Problem Description
Given three arrays startTime, endTime, and profit representing a list of jobs, each job has a start time, an end time, and a profit. The goal is to find the maximum profit achievable by scheduling non-overlapping jobs. A job can start at the same time another job ends.
Key Insights
- Sort jobs based on their end times to simplify finding non-conflicting jobs.
- Use dynamic programming where the state represents the maximum profit until a given point.
- For each job, perform a binary search to find the last job that ends before the current job’s start time.

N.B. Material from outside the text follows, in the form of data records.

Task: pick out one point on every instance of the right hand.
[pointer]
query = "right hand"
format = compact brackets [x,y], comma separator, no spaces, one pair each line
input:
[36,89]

- The recurrence relation is: dp[i] = max(dp[i-1], profit[i] + dp[index]) where dp[index] is from the latest non-conflicting job.
Space and Time Complexity
Time Complexity: O(n log n) due to sorting and binary search for each job. Space Complexity: O(n) for the dp arrays.
Solution
The solution begins by sorting the jobs by their end times. For each job, a binary search is used to quickly locate the last job that does not conflict with the current job (i.e., whose end time is less than or equal to the current job’s start time). Then, using dynamic programming, the maximum profit is updated by choosing whether to include the current job or skip it. Two parallel arrays (or lists) are maintained: one for the end times of the jobs considered so far, and another to store the corresponding maximum profit at those times. This approach efficiently computes the answer while keeping time complexity within acceptable bounds.